For your particular code, it would look something like this:

protocol Fetchable where Self: NSManagedObject {}

extension Fetchable {
  static func all(in moc: NSManagedObjectContext) throws -> [Self] {
    let req = NSFetchRequest<Self>()
    req.entity = self.entity()

    return try moc.fetch(req)
  }
}

// add @objc if this class needs to be visible to Objective-C
final class MyManagedObject: NSManagedObject, Fetchable {}

let results = try? MyManagedObject.all(in: someMoc)

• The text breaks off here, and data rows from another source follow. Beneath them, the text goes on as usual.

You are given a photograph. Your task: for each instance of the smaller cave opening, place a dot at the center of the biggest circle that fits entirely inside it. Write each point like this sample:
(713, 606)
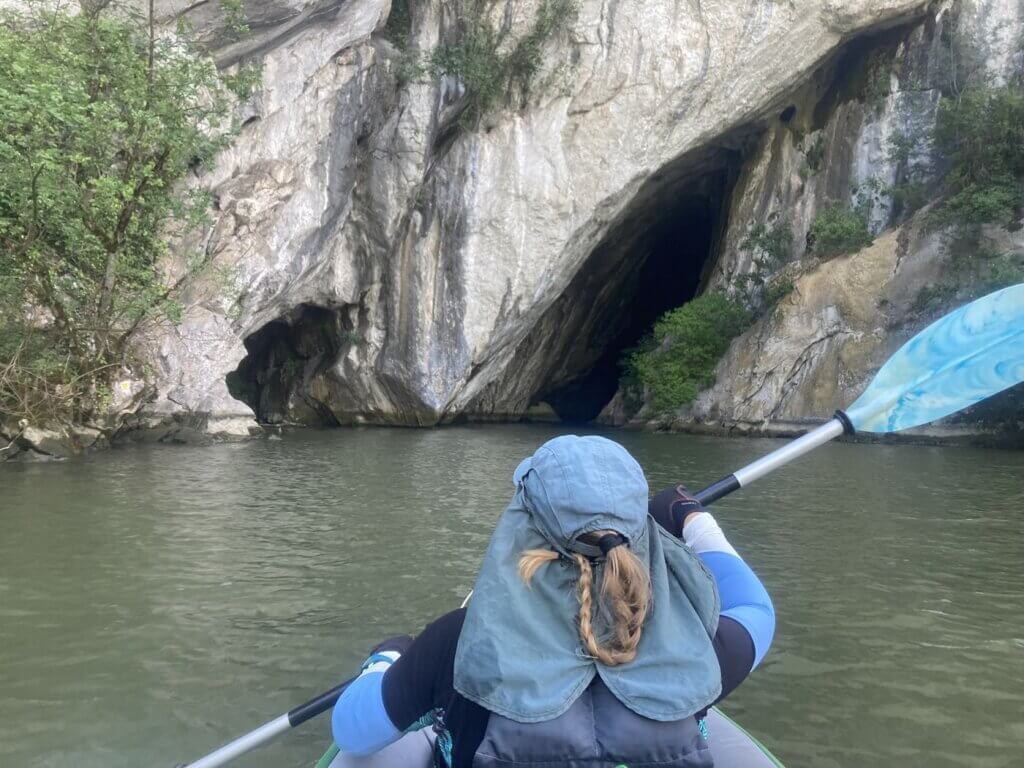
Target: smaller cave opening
(285, 356)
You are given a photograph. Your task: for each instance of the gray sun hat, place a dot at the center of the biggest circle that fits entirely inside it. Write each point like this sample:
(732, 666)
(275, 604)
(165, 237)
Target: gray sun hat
(519, 653)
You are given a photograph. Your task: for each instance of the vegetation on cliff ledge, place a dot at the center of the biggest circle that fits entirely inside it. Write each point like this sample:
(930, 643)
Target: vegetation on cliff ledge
(679, 357)
(492, 66)
(100, 118)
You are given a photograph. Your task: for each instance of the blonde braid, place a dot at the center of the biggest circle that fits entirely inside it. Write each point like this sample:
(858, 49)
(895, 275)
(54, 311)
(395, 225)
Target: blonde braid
(625, 587)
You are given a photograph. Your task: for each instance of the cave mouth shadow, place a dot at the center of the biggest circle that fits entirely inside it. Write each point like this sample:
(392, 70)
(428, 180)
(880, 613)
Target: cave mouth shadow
(284, 356)
(655, 259)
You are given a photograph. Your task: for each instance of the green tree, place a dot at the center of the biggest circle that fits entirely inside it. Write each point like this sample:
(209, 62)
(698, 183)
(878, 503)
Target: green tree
(99, 119)
(980, 132)
(839, 229)
(679, 358)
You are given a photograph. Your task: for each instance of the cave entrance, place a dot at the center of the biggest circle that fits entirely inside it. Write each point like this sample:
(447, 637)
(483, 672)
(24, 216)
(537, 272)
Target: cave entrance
(284, 357)
(654, 259)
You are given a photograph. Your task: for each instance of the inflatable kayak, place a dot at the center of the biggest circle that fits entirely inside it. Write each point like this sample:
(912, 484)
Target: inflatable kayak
(730, 744)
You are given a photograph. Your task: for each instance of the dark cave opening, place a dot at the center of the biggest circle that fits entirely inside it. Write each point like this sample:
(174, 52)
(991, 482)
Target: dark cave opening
(283, 357)
(655, 259)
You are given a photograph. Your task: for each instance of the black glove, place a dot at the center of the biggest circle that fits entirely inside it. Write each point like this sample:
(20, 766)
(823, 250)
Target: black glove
(672, 506)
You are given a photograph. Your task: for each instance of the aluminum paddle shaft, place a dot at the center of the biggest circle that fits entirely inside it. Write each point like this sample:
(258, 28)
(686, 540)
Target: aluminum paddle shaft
(971, 353)
(270, 730)
(794, 450)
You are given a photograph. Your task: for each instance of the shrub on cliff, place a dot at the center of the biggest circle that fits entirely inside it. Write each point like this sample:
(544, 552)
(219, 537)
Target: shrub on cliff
(489, 66)
(678, 359)
(980, 133)
(839, 229)
(99, 119)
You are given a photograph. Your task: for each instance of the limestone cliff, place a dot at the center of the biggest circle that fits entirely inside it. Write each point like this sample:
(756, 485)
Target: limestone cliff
(388, 264)
(822, 343)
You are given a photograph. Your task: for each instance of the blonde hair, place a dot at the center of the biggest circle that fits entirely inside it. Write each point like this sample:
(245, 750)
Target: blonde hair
(625, 590)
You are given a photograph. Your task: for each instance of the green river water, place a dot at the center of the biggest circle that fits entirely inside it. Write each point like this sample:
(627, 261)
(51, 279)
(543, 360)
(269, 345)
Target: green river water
(157, 601)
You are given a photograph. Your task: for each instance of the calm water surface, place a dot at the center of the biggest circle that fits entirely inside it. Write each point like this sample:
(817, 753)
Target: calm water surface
(157, 601)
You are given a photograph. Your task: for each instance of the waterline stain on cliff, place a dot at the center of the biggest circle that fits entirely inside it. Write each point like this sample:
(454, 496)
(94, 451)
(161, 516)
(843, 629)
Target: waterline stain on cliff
(285, 355)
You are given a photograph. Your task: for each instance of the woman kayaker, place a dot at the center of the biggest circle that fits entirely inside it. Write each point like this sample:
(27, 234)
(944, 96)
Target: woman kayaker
(594, 637)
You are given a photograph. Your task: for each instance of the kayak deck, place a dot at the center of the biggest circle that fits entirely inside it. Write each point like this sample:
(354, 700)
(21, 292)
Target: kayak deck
(731, 747)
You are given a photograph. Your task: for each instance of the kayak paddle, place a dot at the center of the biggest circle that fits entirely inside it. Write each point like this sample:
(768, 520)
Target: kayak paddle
(970, 354)
(271, 729)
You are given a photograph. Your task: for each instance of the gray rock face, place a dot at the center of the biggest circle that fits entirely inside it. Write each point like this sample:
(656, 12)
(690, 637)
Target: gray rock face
(820, 346)
(386, 266)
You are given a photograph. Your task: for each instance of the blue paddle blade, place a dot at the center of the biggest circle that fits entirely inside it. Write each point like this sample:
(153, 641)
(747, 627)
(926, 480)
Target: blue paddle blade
(970, 354)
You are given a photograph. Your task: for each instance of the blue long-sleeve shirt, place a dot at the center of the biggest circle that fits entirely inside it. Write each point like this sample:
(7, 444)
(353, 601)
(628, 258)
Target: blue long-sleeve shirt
(384, 701)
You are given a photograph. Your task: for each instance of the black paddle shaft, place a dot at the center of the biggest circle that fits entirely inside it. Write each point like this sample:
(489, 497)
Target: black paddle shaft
(316, 706)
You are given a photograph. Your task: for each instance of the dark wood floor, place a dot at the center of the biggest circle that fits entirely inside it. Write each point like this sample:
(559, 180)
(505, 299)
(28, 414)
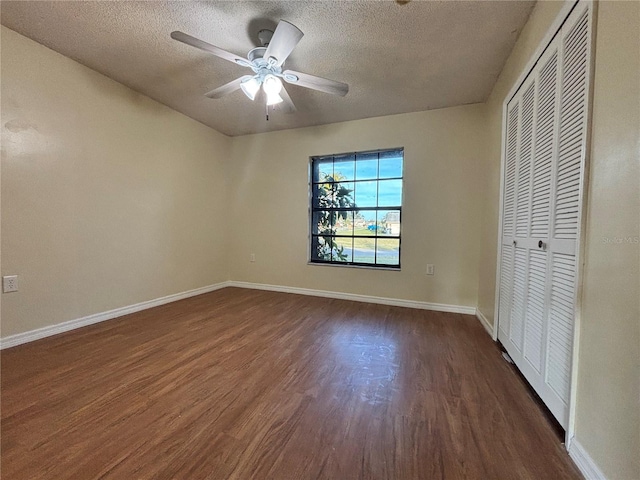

Also @lassejansen's example could be simpler by declaring the init in the protocol, then it reduces to:

class ManagedObject {}

protocol TypedFetchable where Self: ManagedObject {
  init(name: String)
}

extension TypedFetchable {
  static func all() -> [Self] {
    return [Self(name: "Test")]
  }
}

(Lasse Jansen) #5

@objc for the ManagedObject class should work, but I don't think that it works for the Child class, as there is no "final" keyword equivalent in Objective-C I think.


(Mox) #6

For Objective-C frameworks like UIKit or Coredata, which are bridged to Swift, you do have the possibility to create your own subclass in Swift which is declared final.

Even if Objective-C does not know about final, the Swift can use it and expose the class to Objective-C without it, as it has no impact in how the class operates. So this compiles as well:

@objc final class MyManagedObject: NSManagedObject, Fetchable {}

(Dave Reed) #7

The approach @Moximillian is essentially what I use. I manually declare the class with @objc and final and tell Xcode to do Category/Extension CodeGen for each Core Data entity.


(Rick M) #8

Ah, one thing I haven't mentioned: the Child class is defined in Objective-C (old code).


(Rick M) #9

Broadening this discussion (and I'm sure it's been discussed at length before), what would be the downsides of introducing Self into class definitions? I'd really like to do a couple of things: write code a bit more generically, so it can be copied and pasted into other classes (minor benefit), and more than that, I'd like to refer to the instance type in a clean way. Objective-C has instancetype, although its use in Obj-C is limited (eg, I can't write NSArray<instancetype>*).


(Xiaodi Wu) #10

This is SE-0068, approved years ago. Implementation is ongoing.